Analisis Risiko Demensia dan Data Penelitian

Studi ini menganalisis data dari hampir 132.000 peserta yang dipantau selama 43 tahun. Para peneliti menggabungkan data dari Nurses’ Health Study yang melibatkan 86.606 perempuan dan Health Professionals Follow-up Study yang mencakup 45.215 pria sejak era 1980-an.
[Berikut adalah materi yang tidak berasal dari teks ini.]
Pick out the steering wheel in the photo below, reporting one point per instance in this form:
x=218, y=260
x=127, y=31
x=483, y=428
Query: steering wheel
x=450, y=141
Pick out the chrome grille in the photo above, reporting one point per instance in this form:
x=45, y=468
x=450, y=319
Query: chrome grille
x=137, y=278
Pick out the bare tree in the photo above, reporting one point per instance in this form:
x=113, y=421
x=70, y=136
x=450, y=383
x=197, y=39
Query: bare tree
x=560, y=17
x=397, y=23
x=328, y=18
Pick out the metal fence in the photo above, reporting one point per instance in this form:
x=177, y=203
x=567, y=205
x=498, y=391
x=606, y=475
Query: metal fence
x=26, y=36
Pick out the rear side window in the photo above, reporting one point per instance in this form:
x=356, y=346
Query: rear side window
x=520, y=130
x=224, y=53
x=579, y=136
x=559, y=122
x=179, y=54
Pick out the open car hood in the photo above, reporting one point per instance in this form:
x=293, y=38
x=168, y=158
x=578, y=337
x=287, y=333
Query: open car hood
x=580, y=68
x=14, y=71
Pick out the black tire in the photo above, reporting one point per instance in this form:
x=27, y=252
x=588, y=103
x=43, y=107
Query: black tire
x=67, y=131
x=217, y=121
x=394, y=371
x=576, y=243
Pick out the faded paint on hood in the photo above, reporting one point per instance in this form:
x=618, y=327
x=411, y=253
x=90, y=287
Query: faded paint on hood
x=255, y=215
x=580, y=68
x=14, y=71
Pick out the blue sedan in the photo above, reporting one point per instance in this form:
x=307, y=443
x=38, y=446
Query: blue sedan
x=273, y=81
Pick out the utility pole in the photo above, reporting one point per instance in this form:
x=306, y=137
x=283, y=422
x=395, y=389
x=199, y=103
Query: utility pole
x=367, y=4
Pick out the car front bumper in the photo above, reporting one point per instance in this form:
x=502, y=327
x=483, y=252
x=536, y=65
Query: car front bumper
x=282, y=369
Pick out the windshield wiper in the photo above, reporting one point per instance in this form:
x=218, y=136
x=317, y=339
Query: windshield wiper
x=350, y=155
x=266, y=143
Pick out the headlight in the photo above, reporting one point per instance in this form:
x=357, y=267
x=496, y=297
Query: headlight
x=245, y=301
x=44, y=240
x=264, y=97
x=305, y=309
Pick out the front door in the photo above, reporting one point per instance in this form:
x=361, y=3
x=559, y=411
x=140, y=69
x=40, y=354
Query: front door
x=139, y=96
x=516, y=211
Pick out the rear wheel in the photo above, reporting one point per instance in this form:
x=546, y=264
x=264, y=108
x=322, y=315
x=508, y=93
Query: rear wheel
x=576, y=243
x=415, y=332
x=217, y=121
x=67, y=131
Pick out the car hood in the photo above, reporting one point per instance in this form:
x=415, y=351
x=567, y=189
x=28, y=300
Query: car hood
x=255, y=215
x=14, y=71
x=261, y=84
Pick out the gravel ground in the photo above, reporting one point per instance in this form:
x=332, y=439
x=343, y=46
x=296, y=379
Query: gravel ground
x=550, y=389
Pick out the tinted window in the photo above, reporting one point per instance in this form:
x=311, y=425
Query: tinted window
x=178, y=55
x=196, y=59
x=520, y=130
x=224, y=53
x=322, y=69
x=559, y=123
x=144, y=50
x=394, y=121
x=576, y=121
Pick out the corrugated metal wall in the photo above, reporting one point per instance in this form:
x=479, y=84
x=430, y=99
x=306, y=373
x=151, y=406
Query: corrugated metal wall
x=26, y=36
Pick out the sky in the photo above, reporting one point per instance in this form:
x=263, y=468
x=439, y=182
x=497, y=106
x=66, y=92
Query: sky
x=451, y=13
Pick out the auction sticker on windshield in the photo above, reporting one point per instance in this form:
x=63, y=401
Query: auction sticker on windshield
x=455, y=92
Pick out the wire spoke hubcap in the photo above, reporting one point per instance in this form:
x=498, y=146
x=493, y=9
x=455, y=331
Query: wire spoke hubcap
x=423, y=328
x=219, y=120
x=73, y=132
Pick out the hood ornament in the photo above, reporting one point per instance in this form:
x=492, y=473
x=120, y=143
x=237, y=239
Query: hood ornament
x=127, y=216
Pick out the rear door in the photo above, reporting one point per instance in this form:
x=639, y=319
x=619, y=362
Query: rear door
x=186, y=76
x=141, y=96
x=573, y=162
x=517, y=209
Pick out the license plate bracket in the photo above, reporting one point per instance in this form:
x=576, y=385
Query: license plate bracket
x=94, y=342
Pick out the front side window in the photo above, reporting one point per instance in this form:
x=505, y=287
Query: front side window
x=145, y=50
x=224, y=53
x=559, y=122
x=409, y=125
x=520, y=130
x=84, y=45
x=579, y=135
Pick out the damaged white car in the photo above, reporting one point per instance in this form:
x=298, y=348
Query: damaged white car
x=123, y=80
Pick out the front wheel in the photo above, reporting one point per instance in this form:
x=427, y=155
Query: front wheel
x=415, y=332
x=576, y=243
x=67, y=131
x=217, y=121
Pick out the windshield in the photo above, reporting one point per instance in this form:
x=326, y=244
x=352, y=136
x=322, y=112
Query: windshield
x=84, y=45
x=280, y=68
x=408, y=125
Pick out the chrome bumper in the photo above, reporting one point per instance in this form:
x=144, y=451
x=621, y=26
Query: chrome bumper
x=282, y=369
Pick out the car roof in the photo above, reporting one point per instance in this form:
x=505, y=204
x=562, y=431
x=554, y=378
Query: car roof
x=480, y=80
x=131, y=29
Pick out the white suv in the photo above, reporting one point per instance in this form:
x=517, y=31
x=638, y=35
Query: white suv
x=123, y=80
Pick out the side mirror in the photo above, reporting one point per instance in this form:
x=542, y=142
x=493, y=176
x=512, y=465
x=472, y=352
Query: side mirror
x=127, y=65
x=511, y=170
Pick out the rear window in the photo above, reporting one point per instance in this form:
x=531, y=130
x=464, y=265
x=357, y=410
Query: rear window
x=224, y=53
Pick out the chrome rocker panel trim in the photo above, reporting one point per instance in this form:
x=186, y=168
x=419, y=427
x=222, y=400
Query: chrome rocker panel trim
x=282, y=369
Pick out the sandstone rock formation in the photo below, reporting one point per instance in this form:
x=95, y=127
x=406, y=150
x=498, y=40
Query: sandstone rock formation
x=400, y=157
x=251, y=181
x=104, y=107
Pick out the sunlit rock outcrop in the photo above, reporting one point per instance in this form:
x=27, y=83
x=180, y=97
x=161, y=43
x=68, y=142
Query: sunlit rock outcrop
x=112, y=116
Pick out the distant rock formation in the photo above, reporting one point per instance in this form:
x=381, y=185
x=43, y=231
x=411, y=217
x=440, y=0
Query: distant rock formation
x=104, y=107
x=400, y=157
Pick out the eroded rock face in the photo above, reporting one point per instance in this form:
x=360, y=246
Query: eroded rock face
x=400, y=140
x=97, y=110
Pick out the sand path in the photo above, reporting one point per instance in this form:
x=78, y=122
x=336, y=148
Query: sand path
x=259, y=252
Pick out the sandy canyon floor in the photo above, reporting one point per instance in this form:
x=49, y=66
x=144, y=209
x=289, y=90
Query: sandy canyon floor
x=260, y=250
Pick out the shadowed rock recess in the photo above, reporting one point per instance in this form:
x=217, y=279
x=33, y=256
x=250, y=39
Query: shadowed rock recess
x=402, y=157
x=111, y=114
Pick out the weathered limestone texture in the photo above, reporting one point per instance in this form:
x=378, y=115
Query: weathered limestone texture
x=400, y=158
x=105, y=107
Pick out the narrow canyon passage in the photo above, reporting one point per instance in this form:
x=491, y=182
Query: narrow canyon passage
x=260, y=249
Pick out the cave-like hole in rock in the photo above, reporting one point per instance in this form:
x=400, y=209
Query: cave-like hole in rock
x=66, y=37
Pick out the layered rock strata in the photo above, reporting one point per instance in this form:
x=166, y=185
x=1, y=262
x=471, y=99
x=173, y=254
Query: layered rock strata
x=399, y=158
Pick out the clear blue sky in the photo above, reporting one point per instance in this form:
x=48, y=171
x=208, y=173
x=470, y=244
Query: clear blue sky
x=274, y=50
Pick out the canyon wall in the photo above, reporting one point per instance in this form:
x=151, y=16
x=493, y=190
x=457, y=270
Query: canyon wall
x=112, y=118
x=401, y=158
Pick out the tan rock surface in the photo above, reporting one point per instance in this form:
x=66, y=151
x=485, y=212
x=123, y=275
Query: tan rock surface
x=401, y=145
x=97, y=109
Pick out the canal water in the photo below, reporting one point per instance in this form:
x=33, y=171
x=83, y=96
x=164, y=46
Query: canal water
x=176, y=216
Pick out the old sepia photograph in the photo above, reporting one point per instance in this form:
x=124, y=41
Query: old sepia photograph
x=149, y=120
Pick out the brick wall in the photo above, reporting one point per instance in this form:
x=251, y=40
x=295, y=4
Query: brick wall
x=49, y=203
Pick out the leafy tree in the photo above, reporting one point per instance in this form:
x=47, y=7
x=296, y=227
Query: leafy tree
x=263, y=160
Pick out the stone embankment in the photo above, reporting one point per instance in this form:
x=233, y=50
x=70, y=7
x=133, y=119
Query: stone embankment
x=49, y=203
Hasil penelitian menunjukkan bahwa kelompok dengan asupan kafein tertinggi memiliki risiko demensia sekitar 18 persen lebih rendah dibandingkan mereka yang jarang atau tidak mengonsumsi kafein. Selama periode pemantauan, tercatat lebih dari 11.000 peserta mengalami demensia.

Peran Kafein dalam Menjaga Fungsi Kognitif

Penelitian ini menegaskan bahwa manfaat perlindungan otak berasal dari kafein, bukan komponen lain dalam kopi. Efek serupa tidak ditemukan pada peserta yang mengonsumsi kopi atau teh tanpa kafein. Peserta yang rutin mengonsumsi kafein melaporkan tingkat penurunan kognitif sebesar 7,8 persen, lebih rendah dibandingkan kelompok non-kafein yang mencapai 9,5 persen.

Meskipun demikian, hasil tes kognitif objektif menunjukkan bahwa manfaat kafein bersifat halus dan bertahap. Tidak ditemukan perbedaan skor gabungan kognitif yang drastis dalam jangka pendek, yang menandakan bahwa perlindungan kafein bekerja secara akumulatif dalam waktu lama.

Takaran Ideal Konsumsi Kopi dan Teh

Para peneliti mengidentifikasi takaran tertentu untuk mendapatkan manfaat kognitif yang optimal. Manfaat paling konsisten terlihat pada individu yang mengonsumsi dua hingga tiga cangkir kopi per hari atau satu hingga dua cangkir teh. Konsumsi dalam jumlah yang lebih tinggi dilaporkan tidak memberikan keuntungan tambahan yang signifikan bagi kesehatan otak.

Advertisement

Data pendukung dari UK Biobank terhadap 200.000 orang juga memperkuat temuan ini. Peminum kopi tanpa pemanis memiliki risiko Alzheimer 34 persen lebih rendah dan risiko Parkinson 37 persen lebih rendah dibandingkan mereka yang tidak mengonsumsi kopi.

Bukan Solusi Tunggal Kesehatan Otak

Daniel Wang, ahli gizi di Mass General Brigham, Boston, mengingatkan bahwa kopi hanyalah salah satu faktor pendukung.

Meskipun hasil kami menggembirakan, penting untuk diingat bahwa ukuran efeknya kecil dan ada banyak cara penting untuk melindungi fungsi kognitif seiring bertambahnya usia,

ujar Wang sebagaimana dikutip dari Science Alert.

Penulis utama studi, Yu Zhang, menambahkan bahwa manfaat kafein terlihat konsisten baik pada individu dengan risiko genetik demensia tinggi maupun rendah. Namun, karena sifatnya yang observasional, studi ini belum bisa membuktikan hubungan sebab-akibat secara mutlak tanpa mempertimbangkan faktor gaya hidup dan genetik lainnya.

Informasi lengkap mengenai hasil penelitian ini telah dipublikasikan secara resmi melalui jurnal medis Jama dan dilaporkan kembali oleh berbagai kanal informasi kesehatan pada Februari 2026.